Dropbox open-sources Rust semantic search in SQLite
Key insights
- Witchcraft achieves 21ms p95 latency on NFCorpus, beating Stanford's original XTR-Warp on equivalent hardware.
- The entire retrieval stack fits in a single SQLite file with no external API, vector DB, or embedding server dependency.
- Companion app Pickbrain indexes Claude Code and Codex session transcripts, targeting AI coding agent workflows directly.
Why this matters
Local-first retrieval has been blocked by infrastructure complexity for most developers, and Witchcraft collapses that stack to a single SQLite file, making semantic search a zero-dependency library rather than a service.
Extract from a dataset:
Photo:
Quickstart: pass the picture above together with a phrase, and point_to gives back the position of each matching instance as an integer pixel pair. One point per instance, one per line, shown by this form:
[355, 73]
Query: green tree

For AI agent builders, this removes the vector database as a deployment requirement, which directly lowers latency, cost, and attack surface for on-device or air-gapped agent memory. The Pickbrain integration with Claude Code and Codex transcripts signals that retrieval over agent session history is becoming a first-class product pattern, not just a research problem.
Summary
Dropbox has released Witchcraft, a Rust-based semantic search engine that runs entirely within a single SQLite file, requiring no API keys, embedding servers, or vector databases.
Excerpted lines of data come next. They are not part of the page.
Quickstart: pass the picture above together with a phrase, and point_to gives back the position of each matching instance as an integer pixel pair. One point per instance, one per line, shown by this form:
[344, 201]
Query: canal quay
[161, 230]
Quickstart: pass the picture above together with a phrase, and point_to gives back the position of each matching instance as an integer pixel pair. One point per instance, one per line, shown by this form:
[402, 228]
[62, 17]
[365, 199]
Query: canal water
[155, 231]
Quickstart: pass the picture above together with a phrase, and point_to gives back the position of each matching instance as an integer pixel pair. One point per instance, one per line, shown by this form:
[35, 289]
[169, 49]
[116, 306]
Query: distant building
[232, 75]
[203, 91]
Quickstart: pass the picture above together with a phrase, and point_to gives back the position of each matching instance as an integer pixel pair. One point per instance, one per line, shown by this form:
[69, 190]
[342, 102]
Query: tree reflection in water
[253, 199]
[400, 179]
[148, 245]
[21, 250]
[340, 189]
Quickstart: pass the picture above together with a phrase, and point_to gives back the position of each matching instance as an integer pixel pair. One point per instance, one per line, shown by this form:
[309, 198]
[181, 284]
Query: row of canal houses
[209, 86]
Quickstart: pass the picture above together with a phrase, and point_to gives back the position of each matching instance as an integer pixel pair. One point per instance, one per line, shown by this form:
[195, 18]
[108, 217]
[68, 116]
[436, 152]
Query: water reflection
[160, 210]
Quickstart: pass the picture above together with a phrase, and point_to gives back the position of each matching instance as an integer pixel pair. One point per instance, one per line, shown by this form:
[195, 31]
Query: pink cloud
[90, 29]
Built by a Dropbox engineer as a ground-up reimplementation of Stanford's XTR-Warp ColBERT late-interaction retrieval system, Witchcraft hits 21ms p95 end-to-end latency on the NFCorpus benchmark, outperforming the original XTR-Warp on server-class hardware. The library ships with a companion tool called Pickbrain that indexes Claude Code and Codex session transcripts for local search.
Essentially: (Dropbox, Stanford) the dependency stack for local semantic search just collapsed to a single file.
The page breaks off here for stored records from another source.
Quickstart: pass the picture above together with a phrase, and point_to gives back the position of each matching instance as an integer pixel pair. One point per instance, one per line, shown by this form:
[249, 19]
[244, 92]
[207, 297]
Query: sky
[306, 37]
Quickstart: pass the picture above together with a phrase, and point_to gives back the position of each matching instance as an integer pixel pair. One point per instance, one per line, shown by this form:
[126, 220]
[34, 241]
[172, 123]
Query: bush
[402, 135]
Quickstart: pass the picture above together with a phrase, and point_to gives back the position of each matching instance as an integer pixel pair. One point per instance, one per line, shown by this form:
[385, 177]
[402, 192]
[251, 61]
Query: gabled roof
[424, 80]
- ColBERT late-interaction retrieval is typically expensive infrastructure; Witchcraft packages it in SQLite with no external process required.
- Pickbrain targets AI coding agent workflows directly, indexing session transcripts from Claude Code and Codex out of the box.
- The project is gaining traction simultaneously on r/MachineLearning and Hacker News as teams evaluate it for local-first RAG pipelines.
The release puts production-grade semantic retrieval within reach of any developer who can ship a SQLite file, which meaningfully lowers the floor for local AI agent memory and context systems.
Potential risks and opportunities
Risks
- Teams that build production RAG pipelines on Witchcraft before it stabilizes could face breaking API changes, as the library is a solo-engineer release with no stated SLA or versioning commitment.
- SQLite's write-concurrency limits could become a bottleneck for multi-agent deployments where several coding agents attempt simultaneous index writes, potentially blocking adoption in team-scale use cases.
- If Dropbox reassigns the engineer or shifts internal priorities, the project could stall without a maintained release, leaving dependent pipelines on an unmaintained retrieval core.
Opportunities
- Local AI agent framework maintainers (LangChain, LlamaIndex, CrewAI) could integrate Witchcraft as a zero-dependency retrieval backend within the next 30 to 60 days, reducing their infrastructure requirements for on-device deployments.
- Developer tool companies building on top of Claude Code or Codex (Cursor, Replit, Sourcegraph) could adopt Pickbrain-style session indexing to offer persistent agent memory without cloud retrieval costs.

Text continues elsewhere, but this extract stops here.